Arfon (or Arvon) was a medieval Welsh cantref in north-west Wales. It was the core of the kingdom of Gwynedd. Later it was included in the new county of Caernarfonshire, together with Llŷn and Arllechwedd under the terms of the Statute of Rhuddlan in 1284. The island of Anglesey faced it across the Menai Strait; to the east was the cantref of Arllechwedd, to the south the cantref of Eifionydd (which, together with Ardudwy, was part of the earlier kingdom of Dunoding), and to the west was the cantref of Llŷn.

The Welsh name of Anglesey is Môn, and Arfon's name means "opposite or facing Môn" (with Môn becoming Fôn through soft mutation). The cantref's position gave it control over the Menai Strait, which has played an important part in Welsh history.
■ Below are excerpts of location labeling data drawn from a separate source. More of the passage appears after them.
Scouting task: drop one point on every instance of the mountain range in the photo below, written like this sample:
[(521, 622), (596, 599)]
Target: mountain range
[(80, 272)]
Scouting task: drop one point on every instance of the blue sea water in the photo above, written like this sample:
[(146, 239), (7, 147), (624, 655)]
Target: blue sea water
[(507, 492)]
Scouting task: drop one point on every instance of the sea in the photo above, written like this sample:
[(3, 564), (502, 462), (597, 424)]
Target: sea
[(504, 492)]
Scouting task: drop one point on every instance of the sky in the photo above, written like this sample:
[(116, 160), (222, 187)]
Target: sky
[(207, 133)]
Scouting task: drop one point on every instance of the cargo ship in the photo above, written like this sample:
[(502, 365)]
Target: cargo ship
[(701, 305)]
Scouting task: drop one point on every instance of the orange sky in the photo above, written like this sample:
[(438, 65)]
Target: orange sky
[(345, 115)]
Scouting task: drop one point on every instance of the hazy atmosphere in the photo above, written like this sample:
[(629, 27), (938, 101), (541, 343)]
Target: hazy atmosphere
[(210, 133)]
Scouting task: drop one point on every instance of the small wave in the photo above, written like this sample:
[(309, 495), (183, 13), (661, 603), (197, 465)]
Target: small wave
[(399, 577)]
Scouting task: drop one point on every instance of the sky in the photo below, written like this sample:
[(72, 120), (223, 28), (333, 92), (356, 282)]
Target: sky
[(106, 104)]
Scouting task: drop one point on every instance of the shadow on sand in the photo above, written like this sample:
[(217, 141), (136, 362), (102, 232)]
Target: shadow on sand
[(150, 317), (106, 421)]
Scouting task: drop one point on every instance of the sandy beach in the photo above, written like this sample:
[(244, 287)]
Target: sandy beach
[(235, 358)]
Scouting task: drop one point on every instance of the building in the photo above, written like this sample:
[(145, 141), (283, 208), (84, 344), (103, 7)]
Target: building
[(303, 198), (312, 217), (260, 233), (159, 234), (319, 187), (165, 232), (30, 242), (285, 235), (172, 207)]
Broadly speaking, it stretched from the peaks of Yr Eifl in the west to Afon Cegin, a stream just east of Bangor, and inland from the shores of the Menai southwards into the heart of Snowdonia (Eryri), including Dyffryn Nantlle and the strategic Llanberis Pass.
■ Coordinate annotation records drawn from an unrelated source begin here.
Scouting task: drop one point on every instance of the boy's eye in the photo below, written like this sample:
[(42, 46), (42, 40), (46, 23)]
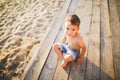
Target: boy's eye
[(73, 29), (67, 28)]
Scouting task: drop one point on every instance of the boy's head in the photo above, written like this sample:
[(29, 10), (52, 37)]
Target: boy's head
[(73, 19), (72, 23)]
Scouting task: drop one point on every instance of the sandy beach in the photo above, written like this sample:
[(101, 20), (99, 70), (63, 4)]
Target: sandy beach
[(23, 24)]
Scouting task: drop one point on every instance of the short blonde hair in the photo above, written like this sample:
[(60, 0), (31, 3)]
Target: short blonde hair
[(73, 19)]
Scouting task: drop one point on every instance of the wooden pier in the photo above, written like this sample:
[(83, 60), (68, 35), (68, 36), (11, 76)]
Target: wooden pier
[(100, 29)]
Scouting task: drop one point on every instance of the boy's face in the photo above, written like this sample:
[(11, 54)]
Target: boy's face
[(71, 30)]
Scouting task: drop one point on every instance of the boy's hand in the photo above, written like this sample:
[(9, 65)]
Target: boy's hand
[(79, 60)]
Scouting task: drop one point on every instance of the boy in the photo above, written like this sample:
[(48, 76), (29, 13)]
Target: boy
[(72, 42)]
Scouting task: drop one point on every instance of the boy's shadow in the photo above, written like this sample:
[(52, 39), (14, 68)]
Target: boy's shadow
[(85, 71)]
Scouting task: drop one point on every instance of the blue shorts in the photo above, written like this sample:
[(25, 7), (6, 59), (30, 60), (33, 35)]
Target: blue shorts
[(66, 49)]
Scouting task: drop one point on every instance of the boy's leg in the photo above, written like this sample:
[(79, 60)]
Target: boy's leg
[(56, 48), (68, 58)]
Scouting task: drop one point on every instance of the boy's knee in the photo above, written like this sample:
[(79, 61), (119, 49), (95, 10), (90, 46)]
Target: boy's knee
[(55, 46), (68, 57)]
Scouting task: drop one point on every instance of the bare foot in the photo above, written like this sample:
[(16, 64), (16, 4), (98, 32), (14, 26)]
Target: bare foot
[(64, 63)]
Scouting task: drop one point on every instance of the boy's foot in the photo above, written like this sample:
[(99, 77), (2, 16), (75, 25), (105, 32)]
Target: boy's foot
[(64, 63)]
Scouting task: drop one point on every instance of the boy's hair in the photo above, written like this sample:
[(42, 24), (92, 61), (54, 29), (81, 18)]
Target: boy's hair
[(74, 19)]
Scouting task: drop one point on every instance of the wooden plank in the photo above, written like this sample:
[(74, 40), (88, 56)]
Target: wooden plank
[(93, 58), (78, 72), (107, 70), (115, 28), (48, 41), (60, 73), (51, 63), (33, 54)]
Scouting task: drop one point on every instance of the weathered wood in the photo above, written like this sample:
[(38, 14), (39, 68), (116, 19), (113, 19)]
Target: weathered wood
[(48, 41), (93, 58), (33, 54), (107, 69), (51, 63), (83, 11), (115, 28)]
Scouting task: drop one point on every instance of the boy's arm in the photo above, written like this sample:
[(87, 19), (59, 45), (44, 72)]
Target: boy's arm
[(83, 46), (63, 39)]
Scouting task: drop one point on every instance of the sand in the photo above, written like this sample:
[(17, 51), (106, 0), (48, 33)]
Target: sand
[(23, 24)]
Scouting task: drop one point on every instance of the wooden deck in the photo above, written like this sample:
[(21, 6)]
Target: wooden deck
[(100, 29)]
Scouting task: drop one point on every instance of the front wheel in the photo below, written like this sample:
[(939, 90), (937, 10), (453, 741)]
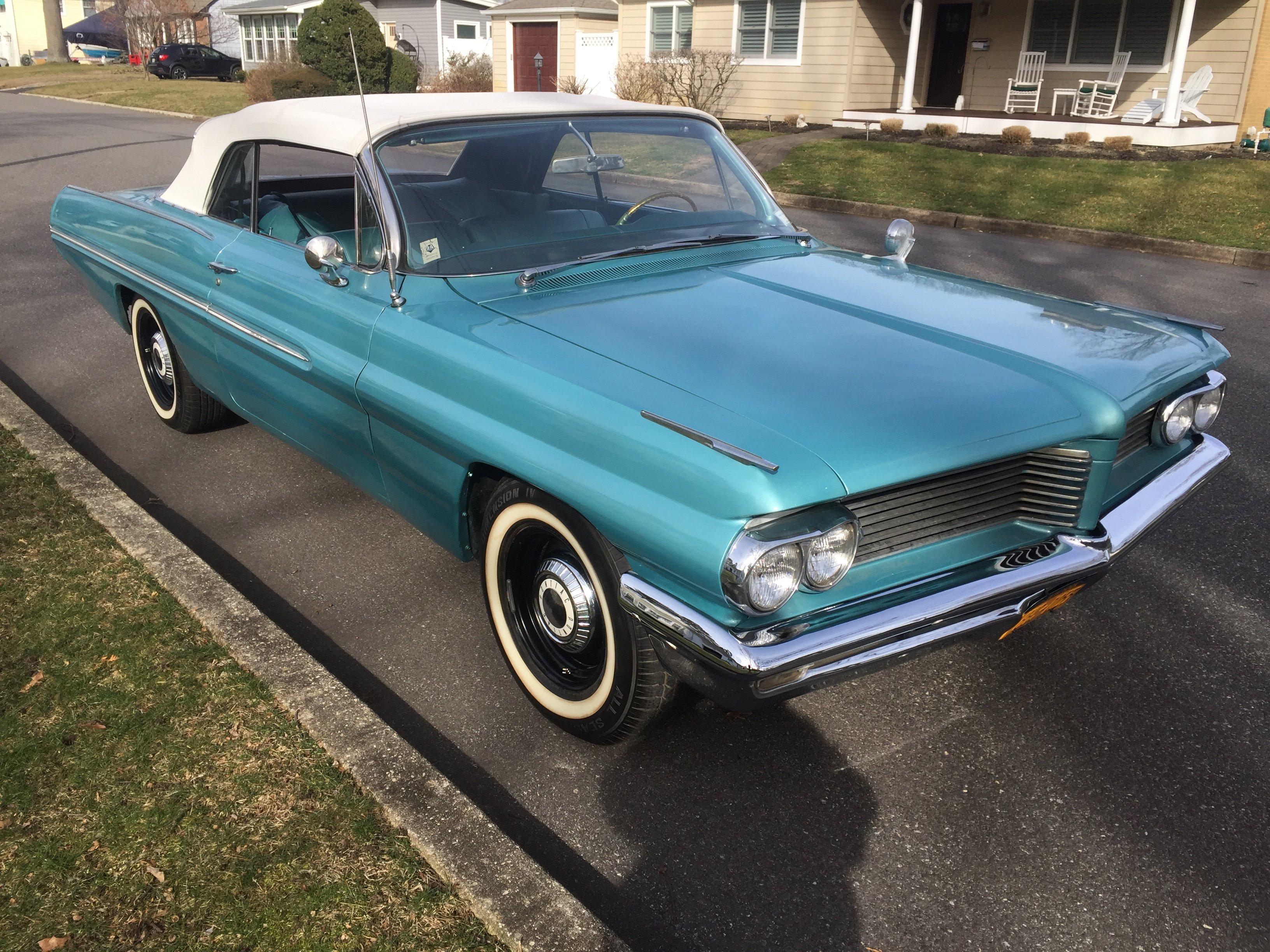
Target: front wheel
[(552, 586), (173, 394)]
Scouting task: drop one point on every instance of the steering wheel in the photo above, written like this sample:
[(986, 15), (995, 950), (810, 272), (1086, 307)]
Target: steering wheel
[(643, 202)]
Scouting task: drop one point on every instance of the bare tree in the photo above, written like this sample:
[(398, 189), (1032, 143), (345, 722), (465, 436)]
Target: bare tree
[(696, 78), (54, 33)]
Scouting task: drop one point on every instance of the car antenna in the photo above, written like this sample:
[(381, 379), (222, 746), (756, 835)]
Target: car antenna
[(395, 298)]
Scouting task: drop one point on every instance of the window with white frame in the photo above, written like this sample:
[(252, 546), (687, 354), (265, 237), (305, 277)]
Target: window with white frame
[(1095, 31), (769, 30), (670, 28), (270, 36)]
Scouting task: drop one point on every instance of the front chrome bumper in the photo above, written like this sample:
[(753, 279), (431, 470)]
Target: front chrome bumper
[(746, 669)]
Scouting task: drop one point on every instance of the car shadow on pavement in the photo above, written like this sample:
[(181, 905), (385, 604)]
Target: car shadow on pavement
[(707, 802)]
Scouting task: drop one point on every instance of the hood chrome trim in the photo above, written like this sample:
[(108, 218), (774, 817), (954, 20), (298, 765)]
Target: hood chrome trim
[(741, 456)]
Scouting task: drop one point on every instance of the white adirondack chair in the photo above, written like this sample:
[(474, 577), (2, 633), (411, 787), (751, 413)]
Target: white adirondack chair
[(1196, 87), (1024, 89), (1096, 98)]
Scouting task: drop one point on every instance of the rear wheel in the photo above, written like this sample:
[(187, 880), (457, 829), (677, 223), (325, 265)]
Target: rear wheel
[(552, 587), (173, 394)]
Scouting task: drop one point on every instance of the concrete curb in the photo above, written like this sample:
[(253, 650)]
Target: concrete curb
[(516, 899), (116, 106), (1199, 252)]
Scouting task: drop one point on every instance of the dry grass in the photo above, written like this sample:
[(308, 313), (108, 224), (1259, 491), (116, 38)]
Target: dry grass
[(152, 793), (1218, 201)]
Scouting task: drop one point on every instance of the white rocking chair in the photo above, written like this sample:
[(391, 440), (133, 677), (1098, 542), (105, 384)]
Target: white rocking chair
[(1196, 87), (1023, 92), (1096, 98)]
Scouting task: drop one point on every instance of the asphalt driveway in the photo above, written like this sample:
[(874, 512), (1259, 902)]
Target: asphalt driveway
[(1096, 781)]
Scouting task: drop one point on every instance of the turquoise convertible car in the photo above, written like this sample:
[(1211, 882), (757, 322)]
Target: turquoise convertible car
[(574, 338)]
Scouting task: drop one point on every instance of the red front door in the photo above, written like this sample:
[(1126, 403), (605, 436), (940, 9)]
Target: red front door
[(528, 41)]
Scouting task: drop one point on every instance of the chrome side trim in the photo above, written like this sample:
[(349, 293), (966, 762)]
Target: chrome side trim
[(808, 650), (169, 290), (1141, 512), (741, 456), (1161, 315), (140, 207)]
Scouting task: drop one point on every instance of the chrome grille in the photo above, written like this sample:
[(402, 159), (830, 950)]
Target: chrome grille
[(1137, 433), (1045, 486)]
In geographical terms, the cantref was very variable, including fertile land and rich pastures on the shore of the Menai and in the valleys, a number of woods on the slopes and mountains to the south, and the highest mountains in Wales such as Snowdon and Tryfan.

Arfon comprised two commotes, which were apparently created later in its history. They were called Uwch Gwyrfai and Is Gwyrfai, indicating their respective positions above and below the Gwyrfai River.

During the Iron Age and the Roman era, it was part of the territory of the Ordovices. The pre-Roman hill fort Dinas Dinorwig and the Roman fort of Segontium were located there. The main defensive fortress in the era of the Welsh princes was Dolbadarn Castle, near modern Llanberis.

Important ecclesiastical centres were to be found in Bangor and Clynnog Fawr. The bishops of Bangor, the successors of St Deiniol, had an extensive holding of land in the north of the cantref. This area, known as Maenol Bangor, contained 13 hamlets, whose tenants paid rent to the bishop. Clynnog owned broad lands in Llŷn and Anglesey.

Arfon features prominently in Welsh mythology, particularly in the Fourth Branch of the Mabinogi. Math fab Mathonwy's court at Caer Dathyl was located there, as was Aranrhod's at Caer Aranrhod. The battle between the forces of Math and Pryderi took place in Arfon. Lleu Llaw Gyffes flies to Nantlleu in Arfon in the form of an eagle after his attempted murder by Gronw Pebr.

A local government district of the same name existed from 1974 to 1996, when Gwynedd became a unitary authority. The name Arfon itself is still used for the area, as it has been for centuries in Wales.